In light of these theoretical assessments, the first chapter traces the manifestation of punctuation within twentieth-century poetry, charting its excesses and lacks as its main points of interpretation. Despite the general antipathy towards the normative use of literary punctuation that characterized last century’s poetics, an exponential increase in periodization emerged. The meaning of this phenomenon is assembled through a computational reading of a corpus of 75,000 poems written in English by 452 poets, looking to identify “commonalities of expression that surround such excessive punctuatedness” (31). The empirical results of the research ultimately undergo a transition into literary interpretation, contained within the concluding statements of the chapter: “the period, in its excessive poetic state, does appear to have a particular kind of meaning associated with it. It asks us to look both ways, to be in the moment but also think more generally, to move from the very similar to the very dissimilar, to hold a paradox in our heads without clear ends” (40).
Employing distributional semantics, the second chapter analyses emplotment by focusing on the relationship between narrative discourse and its content. Considering novels that are interested in exploring a form of social constraint as linguistically experienced, it ultimately encourages “a fundamental rethinking about plot away from high-level motifs or content and toward a distributional understanding of language” (65).
The last four chapters pose inquiries into how topic models reconstruct the spatial nature of language, the ways in which machine learning can provide insight into the linguistic nature of fictionality, the problem of character as narrative space and, ultimately, of poetic corpus as an aging body. They constitute relevant interventions into their associated literary debates, providing examples of a literarily sensitive employment of quantitative methods.
The Conclusion of the volume constitutes a self-aware attempt at authorial implication. Admitting that “it is precisely our inability to account for ourselves in the analytical process that empties our work of its critical force” (179), this last section is dedicated to a quantitative self-assessment of the author’s work, as it stands among similar publications, and of the field of the humanities, its institutional inequality rendered visible.
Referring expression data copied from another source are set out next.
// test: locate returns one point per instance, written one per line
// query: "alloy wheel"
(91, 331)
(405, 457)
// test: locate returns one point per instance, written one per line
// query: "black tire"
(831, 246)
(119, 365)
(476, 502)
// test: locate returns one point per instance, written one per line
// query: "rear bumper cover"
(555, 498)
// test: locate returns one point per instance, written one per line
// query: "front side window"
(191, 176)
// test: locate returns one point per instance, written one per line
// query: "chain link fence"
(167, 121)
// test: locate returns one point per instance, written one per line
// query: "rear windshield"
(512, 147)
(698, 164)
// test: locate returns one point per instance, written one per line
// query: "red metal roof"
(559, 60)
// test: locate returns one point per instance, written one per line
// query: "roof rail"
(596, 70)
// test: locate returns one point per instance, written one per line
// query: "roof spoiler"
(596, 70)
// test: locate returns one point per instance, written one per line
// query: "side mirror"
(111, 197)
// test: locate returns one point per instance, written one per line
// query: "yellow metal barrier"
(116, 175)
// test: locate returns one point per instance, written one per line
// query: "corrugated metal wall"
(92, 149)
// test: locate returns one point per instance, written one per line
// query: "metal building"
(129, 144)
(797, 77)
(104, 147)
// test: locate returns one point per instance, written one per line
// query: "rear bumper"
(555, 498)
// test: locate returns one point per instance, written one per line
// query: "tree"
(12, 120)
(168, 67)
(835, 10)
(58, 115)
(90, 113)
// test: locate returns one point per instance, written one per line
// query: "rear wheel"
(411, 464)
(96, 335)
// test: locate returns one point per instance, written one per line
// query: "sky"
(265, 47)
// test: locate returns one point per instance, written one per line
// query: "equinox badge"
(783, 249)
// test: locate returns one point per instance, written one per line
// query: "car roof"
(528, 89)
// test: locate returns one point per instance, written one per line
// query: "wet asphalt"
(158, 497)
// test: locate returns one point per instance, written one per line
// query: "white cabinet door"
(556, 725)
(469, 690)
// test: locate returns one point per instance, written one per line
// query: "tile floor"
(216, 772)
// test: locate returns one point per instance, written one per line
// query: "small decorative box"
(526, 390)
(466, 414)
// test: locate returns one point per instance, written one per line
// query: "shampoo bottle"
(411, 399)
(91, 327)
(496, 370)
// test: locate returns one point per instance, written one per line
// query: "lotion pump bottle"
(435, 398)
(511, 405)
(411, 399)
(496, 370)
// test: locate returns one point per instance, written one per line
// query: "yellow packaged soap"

Ultimately, Piper calls for an instrumentation of data that supports the ideal of epistemic equality, assigning computational humanities an ethical imperative: “Through this work we are trying to imagine new forms of algorithmic openness, where computation is used not as an afterthought—as a means of searching for things that have already been preselected and sorted—but as a form of forethought, as a means of generating more diverse ecosystems of knowledge” (185).